Planning permission was tardily but finally granted by Southwark Council at the close of 2004. As soon as 2005 began I was installed at the foundry, under the experienced wing of Jerry Hughes, its general manager. We started with great urgency as AB Fine Art's chief 'scaler-upper', Mark Jones was due to leave for another commission in Ibiza in mid-January.
Before Mark could begin it was crucial to ensure that the pose I had given Alleyn was physically possible. Roger Woodward, another craftsman at the foundry, who is nearly as tall as Alleyn is believed to have been, assumed the position - pretty difficult, as I wanted a pose as close as possible to the maquette; a pose that assumes movement. By photographing Roger aka Alleyn in the pose I could feel confident that the scaling up had the best chance of being completely plausible. With the maquette of Alleyn, and all the small waxes I have made, such initial accuracy is not so important because the internal wire structures are completely soft and pliable. Such is not the case where steel bars are cut, bent and welded to allow no movement and more importantly, no collapse under the considerable weight of the ensuing heavy wet clay.
With the steel skeleton rigidly in place, Mark then laid chicken wire around the body and partially around the limbs. Chicken wire provides sound purchase for the clay which is at the next stage pressed deeply through the mesh. The use of the mesh also reduces the weight, and therefore the strain on the skeleton. With clay crushed through the mesh, more and more clay was added, cut from its bag in thick slabs, which Mark expertly slapped onto the emerging Edward Alleyn.
With Mark now departed for the Ibiza commission I was free to work on the basic human form that he had left me. During this first foray into life-size sculpture it became abundantly clear that some form of internal road map was hard wired in me. The road map was the maquette, the greatly increased size far less of an issue than I had imagined. I was able to work through and beyond what Mark had left me with and begin to intensify his somewhat soft angles and to recreate the feeling of the maquette.
When it came to working on the boy, I found the chicken wire far to unyielding and after a couple of weeks tussling with it, which included a double amputation and the welding on of new and longer legs, it became necessary to abandon Boy One and start with another skeleton. Boy Two was built with virtually no chicken wire and has been far easier to work with.
Once the two figures had assumed approximations of their final appearance I began to 'dress' them. I hired a fine pair of breaches from Angell's, the theatrical costumier in Shaftesbury Avenue. Quite by chance they had Gwynneth Paltrow's gorgeous boy's costume from Shakespeare in Love on display. Even though I had a video of the film it is quite another matter seeing the rich textures of the materials used in real life. The contrast of textures and the bold juxtaposition of different materials is very much a feature of the period I had chosen for this sculpture - when Alleyn was still at the height of his acting career. I have dated his costume to circa 1597. In hiring the costume I was able to examine the construction of the trunk hose and apply this to the sculpture. The obliging Roger was once more co-opted to pose, this time in the trunk hose, so I could see how they worked in situ. I set out to achieve an equivalent strength of contrast in clay as is clear in the real padded breeches, (literally padded with bombast) and the vertical panes that lie over them.

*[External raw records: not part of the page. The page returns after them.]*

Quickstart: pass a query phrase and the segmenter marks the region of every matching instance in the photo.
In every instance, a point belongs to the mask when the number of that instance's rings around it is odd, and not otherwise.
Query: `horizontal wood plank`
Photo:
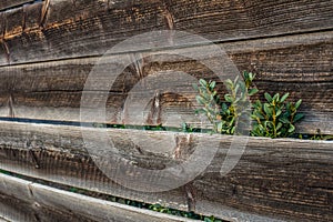
[[[185,160],[193,152],[189,148],[196,148],[200,138],[206,145],[206,152],[214,142],[220,144],[204,173],[184,188],[167,193],[140,194],[139,191],[117,185],[90,159],[83,147],[81,130],[91,135],[90,142],[98,144],[101,140],[98,132],[101,129],[0,123],[0,168],[3,170],[132,200],[162,204],[169,202],[170,206],[176,209],[189,208],[198,213],[214,214],[225,220],[333,219],[333,150],[330,141],[149,132],[150,141],[160,141],[153,145],[158,150],[150,151],[140,141],[138,144],[138,141],[133,141],[134,138],[142,138],[143,131],[110,129],[107,131],[108,137],[115,144],[117,153],[130,160],[129,168],[138,164],[148,169],[161,169],[176,163],[174,161]],[[235,168],[222,176],[222,161],[233,140],[248,140],[246,149]],[[175,145],[170,147],[161,141]],[[29,154],[29,150],[33,151],[34,158]],[[174,155],[175,153],[180,155]],[[36,169],[36,162],[39,163],[39,169]],[[179,179],[175,176],[172,180]],[[132,183],[135,188],[154,186],[149,180],[132,180]],[[188,201],[184,196],[188,196]]]
[[[100,56],[130,37],[163,29],[215,42],[332,30],[332,0],[44,1],[0,13],[0,65]]]
[[[10,9],[12,7],[23,6],[24,3],[33,2],[34,0],[1,0],[0,11]]]
[[[332,62],[333,32],[321,32],[302,34],[297,37],[272,38],[264,40],[250,40],[244,42],[232,42],[219,44],[224,49],[239,70],[248,70],[259,73],[254,83],[260,89],[261,100],[264,100],[264,92],[280,94],[290,92],[290,100],[303,100],[301,111],[305,119],[299,124],[299,132],[333,134],[333,98],[332,94]],[[178,50],[164,50],[161,53],[185,53],[200,52],[205,48],[184,48]],[[200,52],[201,53],[201,52]],[[204,67],[200,61],[181,57],[158,58],[158,52],[133,52],[130,57],[138,58],[138,62],[129,65],[119,75],[115,83],[105,90],[109,99],[105,105],[108,109],[107,122],[131,123],[127,120],[127,107],[124,102],[129,92],[141,80],[153,77],[160,71],[182,71],[196,79],[216,80],[218,90],[221,94],[225,89],[221,80],[212,74],[212,70]],[[111,56],[110,61],[118,57]],[[219,62],[219,58],[206,54],[209,62]],[[18,64],[0,68],[0,115],[9,118],[28,118],[60,121],[91,121],[80,120],[80,104],[82,90],[87,78],[97,65],[99,57],[71,59],[63,61],[39,62],[31,64]],[[108,63],[104,64],[105,69]],[[102,64],[101,64],[102,67]],[[103,78],[95,79],[97,83],[109,82],[105,73]],[[223,72],[218,74],[222,74]],[[224,75],[223,75],[224,77]],[[191,83],[179,77],[158,79],[159,82],[147,84],[137,95],[138,101],[142,100],[140,93],[157,95],[157,85],[169,84],[171,91],[178,89],[176,93],[164,93],[159,97],[159,112],[152,112],[153,103],[148,104],[145,113],[151,113],[150,119],[143,119],[145,124],[159,124],[180,127],[181,122],[198,124],[194,117],[194,92]],[[174,87],[176,85],[176,87]],[[87,90],[87,89],[85,89]],[[88,89],[89,90],[89,89]],[[144,92],[144,93],[143,93]],[[95,103],[91,112],[99,104],[100,88],[93,89]],[[258,99],[253,98],[253,100]],[[176,117],[169,119],[168,117]]]
[[[193,221],[0,174],[0,215],[10,221]]]

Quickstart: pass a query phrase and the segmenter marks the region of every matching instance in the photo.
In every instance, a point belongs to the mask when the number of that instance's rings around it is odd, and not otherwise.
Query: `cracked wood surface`
[[[62,191],[4,174],[0,174],[0,206],[1,216],[8,221],[194,221]]]
[[[301,111],[305,119],[299,124],[299,132],[332,134],[333,131],[333,32],[300,34],[296,37],[278,37],[263,40],[249,40],[219,44],[239,70],[259,73],[254,80],[264,92],[286,93],[290,100],[303,100]],[[163,53],[176,54],[180,52],[203,51],[201,47],[164,50]],[[133,52],[137,62],[129,65],[120,74],[109,91],[94,89],[95,104],[99,104],[100,93],[109,93],[107,103],[108,123],[128,123],[128,110],[124,102],[131,89],[147,77],[165,70],[182,71],[192,77],[218,81],[218,91],[223,94],[225,89],[221,80],[202,63],[181,57],[159,58],[158,52]],[[202,52],[204,53],[204,52]],[[110,61],[123,54],[110,57]],[[17,64],[0,68],[0,115],[9,118],[28,118],[42,120],[80,121],[80,103],[82,90],[88,75],[99,61],[95,58],[70,59],[62,61],[39,62],[31,64]],[[206,61],[219,62],[219,58],[208,54]],[[101,64],[108,68],[108,64]],[[97,82],[108,82],[110,73],[97,78]],[[223,72],[219,73],[223,75]],[[178,93],[163,93],[155,91],[155,85],[176,85]],[[180,127],[181,122],[198,124],[194,115],[195,93],[191,92],[191,83],[182,79],[174,79],[168,74],[159,78],[158,82],[148,84],[138,93],[137,100],[150,94],[154,97],[144,112],[145,124],[160,124]],[[173,88],[170,90],[172,92]],[[144,92],[144,93],[143,93]],[[140,93],[143,94],[140,98]],[[158,99],[158,100],[155,100]],[[253,100],[258,99],[256,97]],[[263,97],[260,98],[264,100]],[[155,104],[159,103],[158,109]],[[95,112],[92,105],[91,113]],[[139,112],[139,111],[138,111]],[[178,115],[172,120],[168,117]],[[82,121],[91,121],[84,119]]]
[[[100,129],[90,131],[90,140],[101,140]],[[147,169],[163,169],[186,160],[198,144],[199,134],[149,132],[154,140],[169,137],[182,141],[170,150],[149,150],[133,145],[138,130],[108,130],[117,153],[129,160],[128,164]],[[183,140],[191,137],[190,140]],[[73,185],[91,191],[118,195],[148,203],[196,213],[213,214],[239,221],[332,221],[333,150],[332,141],[304,141],[289,139],[202,135],[206,144],[219,141],[219,150],[208,169],[183,188],[169,192],[143,193],[128,190],[108,179],[94,164],[83,148],[81,129],[48,124],[0,122],[0,168],[28,176]],[[233,140],[249,139],[245,152],[236,167],[225,176],[220,174],[222,161]],[[168,141],[172,142],[170,138]],[[28,143],[29,144],[28,144]],[[173,151],[181,150],[175,160]],[[208,148],[209,149],[209,148]],[[40,168],[29,154],[32,150]],[[112,151],[113,152],[113,151]],[[103,154],[104,157],[104,154]],[[105,163],[114,168],[111,162]],[[112,167],[113,165],[113,167]],[[104,165],[105,167],[105,165]],[[178,180],[174,178],[173,180]],[[152,185],[149,180],[132,185]]]
[[[162,29],[214,42],[332,30],[332,0],[48,0],[0,13],[0,64],[100,56]]]
[[[31,3],[36,0],[1,0],[0,1],[0,11],[11,9],[13,7],[20,7],[26,3]]]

I arrived quite by accident with the textured breeches, and soon after with the idea that the children from my daughter's school, coming to the foundry adding to this design with their own finger prints, prints that they may now enjoy finding for years to come in the finished bronze.
Quick on the heels of the children's imprints came the idea for Edward Alleyn's actual ring to seal the sculpted ring on Alleyn's hand. I mentioned the idea to Jan Piggott, Dulwich College's archivist, and he was immediately enthusiastic. He suggested that Graham Able, Master of the College might like to do this. With equal enthusiasm, despite jet lag from a trip to China, Graham Able came to the foundry and has now placed a fine impression of the ring in the wet clay which had been covered in oil so it would act as sealing wax. As an insurance policy we also took an impression of the ring in some very fine silicone.
The final touch has been the re-working of the cornflower design on Alleyn's collar. While I will be on hand for the coming months it is now the time for AB Fine Art to take the reins. I will now be watching the dismemberment of the two clay figures into as many as twenty six pieces and their reconstitution into a 600kg. life-size figure.